En la categoría de soft-ware libre existen herramientas de gran calidad que han alcanzado la madurez suficiente, para que los usuarios las utilicen con la confianza y la seguridad que podrían sentir con el soft-ware propietario. En este documento vamos a referirnos al soft-ware de ofimática el cual tiene la funcionalidad, la solidez y la versatilidad suficientes y necesarias para que el país se ahorre millones de dólares.
El software de ofimática comprende al menos tres productos, un procesador de texto, la hoja electrónica y el software para presentaciones, de estos tres componentes el procesador es el más utilizado, pocos utilizan la hoja electrónica y mucho menos el software de presentaciones. Los especialistas coinciden en que de las capacidades del software el 85% de los usuarios no llega a utilizar más del 15%.
El sistema educativo enseña casi con características de exclusividad el software de ofimática propietario, privando a los estudiantes de los beneficios del software libre.

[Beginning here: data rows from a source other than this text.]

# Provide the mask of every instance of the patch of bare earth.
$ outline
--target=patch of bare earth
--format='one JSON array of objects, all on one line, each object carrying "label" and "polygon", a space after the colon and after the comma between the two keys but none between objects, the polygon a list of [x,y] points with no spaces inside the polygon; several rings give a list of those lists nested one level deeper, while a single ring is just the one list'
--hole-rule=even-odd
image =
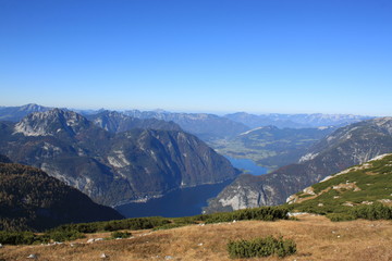
[{"label": "patch of bare earth", "polygon": [[[392,222],[352,221],[333,223],[323,216],[301,216],[298,221],[242,221],[210,225],[192,225],[169,231],[137,232],[135,237],[86,244],[57,246],[5,246],[0,260],[231,260],[230,239],[249,239],[268,235],[294,239],[297,253],[261,260],[392,260]],[[89,235],[105,237],[107,234]],[[109,258],[101,259],[106,253]],[[260,259],[248,259],[260,260]]]}]

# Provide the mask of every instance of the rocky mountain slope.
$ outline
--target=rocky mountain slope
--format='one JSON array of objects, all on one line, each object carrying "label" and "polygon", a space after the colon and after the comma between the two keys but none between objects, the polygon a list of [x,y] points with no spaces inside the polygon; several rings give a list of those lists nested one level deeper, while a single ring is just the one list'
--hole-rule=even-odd
[{"label": "rocky mountain slope", "polygon": [[237,112],[224,115],[225,117],[243,123],[252,128],[273,125],[277,127],[303,128],[303,127],[321,127],[321,126],[344,126],[359,121],[368,120],[369,116],[351,115],[351,114],[249,114]]},{"label": "rocky mountain slope", "polygon": [[203,140],[238,135],[249,129],[242,123],[208,113],[174,113],[167,111],[125,111],[126,115],[138,119],[158,119],[174,122],[182,129],[196,135]]},{"label": "rocky mountain slope", "polygon": [[225,158],[191,134],[139,128],[113,134],[59,109],[0,123],[0,153],[107,206],[237,175]]},{"label": "rocky mountain slope", "polygon": [[51,110],[51,108],[34,103],[21,107],[0,107],[0,121],[19,122],[33,112],[45,112],[49,110]]},{"label": "rocky mountain slope", "polygon": [[335,127],[278,128],[258,127],[237,136],[208,142],[219,153],[236,159],[252,159],[270,170],[291,163]]},{"label": "rocky mountain slope", "polygon": [[110,133],[122,133],[133,128],[182,130],[174,122],[166,122],[157,119],[132,117],[115,111],[102,111],[86,117],[97,126]]},{"label": "rocky mountain slope", "polygon": [[392,117],[354,123],[323,138],[298,164],[262,176],[241,175],[211,200],[207,211],[283,203],[328,175],[391,151]]},{"label": "rocky mountain slope", "polygon": [[327,176],[287,198],[289,204],[318,212],[381,202],[392,206],[392,154],[375,159]]},{"label": "rocky mountain slope", "polygon": [[45,172],[0,163],[0,229],[38,229],[65,223],[123,219],[115,210]]}]

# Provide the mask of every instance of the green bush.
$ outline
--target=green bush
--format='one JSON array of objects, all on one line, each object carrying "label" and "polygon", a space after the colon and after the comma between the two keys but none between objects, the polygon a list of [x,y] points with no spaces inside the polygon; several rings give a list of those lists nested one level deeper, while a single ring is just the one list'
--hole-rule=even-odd
[{"label": "green bush", "polygon": [[128,232],[112,232],[111,237],[112,238],[128,238],[132,234]]},{"label": "green bush", "polygon": [[47,232],[44,237],[53,241],[69,241],[84,238],[85,235],[78,231],[50,231]]},{"label": "green bush", "polygon": [[329,213],[327,217],[333,222],[355,220],[355,216],[350,213]]},{"label": "green bush", "polygon": [[373,204],[356,206],[352,209],[351,214],[356,219],[392,220],[392,208],[375,202]]},{"label": "green bush", "polygon": [[40,243],[44,238],[32,232],[5,232],[0,231],[0,244],[3,245],[32,245]]},{"label": "green bush", "polygon": [[240,220],[275,221],[286,220],[289,209],[284,207],[261,207],[233,212],[215,213],[205,216],[206,223],[231,222]]},{"label": "green bush", "polygon": [[162,225],[162,226],[154,227],[154,231],[171,229],[171,228],[176,228],[176,227],[186,226],[186,225],[188,225],[188,224],[185,224],[185,223],[170,223],[170,224],[166,224],[166,225]]},{"label": "green bush", "polygon": [[296,252],[296,244],[291,239],[268,236],[252,240],[230,241],[228,252],[231,258],[262,258],[272,254],[283,258]]}]

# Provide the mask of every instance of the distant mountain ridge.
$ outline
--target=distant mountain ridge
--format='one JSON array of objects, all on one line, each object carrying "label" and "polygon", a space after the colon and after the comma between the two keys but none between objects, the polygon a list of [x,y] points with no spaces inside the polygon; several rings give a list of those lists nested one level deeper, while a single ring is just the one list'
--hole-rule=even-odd
[{"label": "distant mountain ridge", "polygon": [[123,219],[45,172],[0,163],[0,229],[42,231],[65,223]]},{"label": "distant mountain ridge", "polygon": [[60,109],[0,123],[0,153],[107,206],[237,175],[225,158],[191,134],[140,128],[114,134]]},{"label": "distant mountain ridge", "polygon": [[52,108],[29,103],[21,107],[0,107],[0,121],[19,122],[33,112],[45,112]]},{"label": "distant mountain ridge", "polygon": [[177,130],[181,127],[174,122],[167,122],[158,119],[138,119],[125,115],[124,113],[115,111],[102,111],[97,114],[86,116],[89,121],[94,122],[97,126],[110,132],[122,133],[133,128],[144,129],[161,129],[161,130]]},{"label": "distant mountain ridge", "polygon": [[296,163],[315,142],[332,133],[336,127],[278,128],[257,127],[224,140],[209,145],[219,153],[252,159],[270,170]]},{"label": "distant mountain ridge", "polygon": [[237,112],[224,115],[225,117],[243,123],[250,128],[273,125],[280,128],[304,128],[304,127],[321,127],[321,126],[344,126],[355,122],[372,119],[370,116],[352,115],[352,114],[249,114],[246,112]]},{"label": "distant mountain ridge", "polygon": [[203,140],[224,138],[249,129],[242,123],[209,113],[175,113],[166,111],[124,111],[124,114],[138,119],[158,119],[179,124],[182,129]]},{"label": "distant mountain ridge", "polygon": [[392,151],[392,117],[339,128],[314,146],[313,157],[262,176],[241,175],[210,201],[207,211],[280,204],[303,188],[352,165]]}]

Las instituciones educativas tienen la responsabilidad de utilizar los recursos responsablemente y darle a sus educandos las herramientas que les den la mayor libertad posible.
Se habla mucho de la necesidad de democratizar el acceso a la tecnología informática, sin embargo continuamos enseñando un soft-ware de ofimática que en el mercado tiene un valor de 500 dólares en su versión básica, con lo que condenamos al usuario a ser pirata o a gastos innecesarios.
Si se promueve y se enseña el uso del software de ofimática abierto, el país se garantiza grandes ahorros en divisas y los indices de piratería caerían.
Algunos funcionarios de las corporaciones dueñas del software se rasgan las vestiduras con los indices de piratería que tiene el país, pero por otro lado hasta le ofrecen a los empleados de las grandes instituciones del país, que si les firman los contratos de licenciamiento, todos los empleados la institución también tienen derecho a instalar el software en las computadores de sus hogares, lo cual roza con las leyes anticorrupción del país. De igual forma las justificaciones para compras directas que dichos proveedores y compradores promueven bajo la figura de proveedor único son totalmente irregulares por que hay productos equivalentes en software libre.
Las razones para seguir gastando el dinero en un producto determinado son varias, unos han indicado que prefieren pagar por que entonces tienen a quien culpar si se presenta un problema, otros que el costo de hacer migrar es caro, lo cual a todas luces no lo es por cuanto capacitar a un funcionario que ya conoce herramientas de ofimática no cuesta mucho más de los 500 dólares que cuesta la licencia del software, y si consideramos que esos 500 dolares se deben pagar cada tres años el ahorro es mucho mayor. Otros indican que los empleados tienen la herramienta instalada en la casa y necesitan compatibilidad con la que usan en el trabajo, lo cual demuestra un desconocimiento por que las herramientas Open Office utilizan estándares abiertos que garantizan la compatibilidad.
Al sector privado costarricense el uso del Open Office le puede generar grandes ahorros sin detrimento de la calidad y la productividad, y sin caer en la categoría de piratas de software .Utilizar el Open Office no pone en riesgo la estabilidad operativa de las organizaciones, es un software seguro, maduro y le ofrece la oportunidad al país de ahorrar millones de dolares. Revisemos un ejemplo, una institución que tenga unos tres mil empleados, gasta cada tres años millón y medio de dólares en licencias, para utilizar el software de ofimática propietario, por esos mil quinientos millones de colones no obtiene absolutamente nada más de lo que obtiene si utiliza el software Open Office, cuyo costo de licenciamiento es cero. Con estos números pareciera que hay ciertos aspectos que se deberían replantear.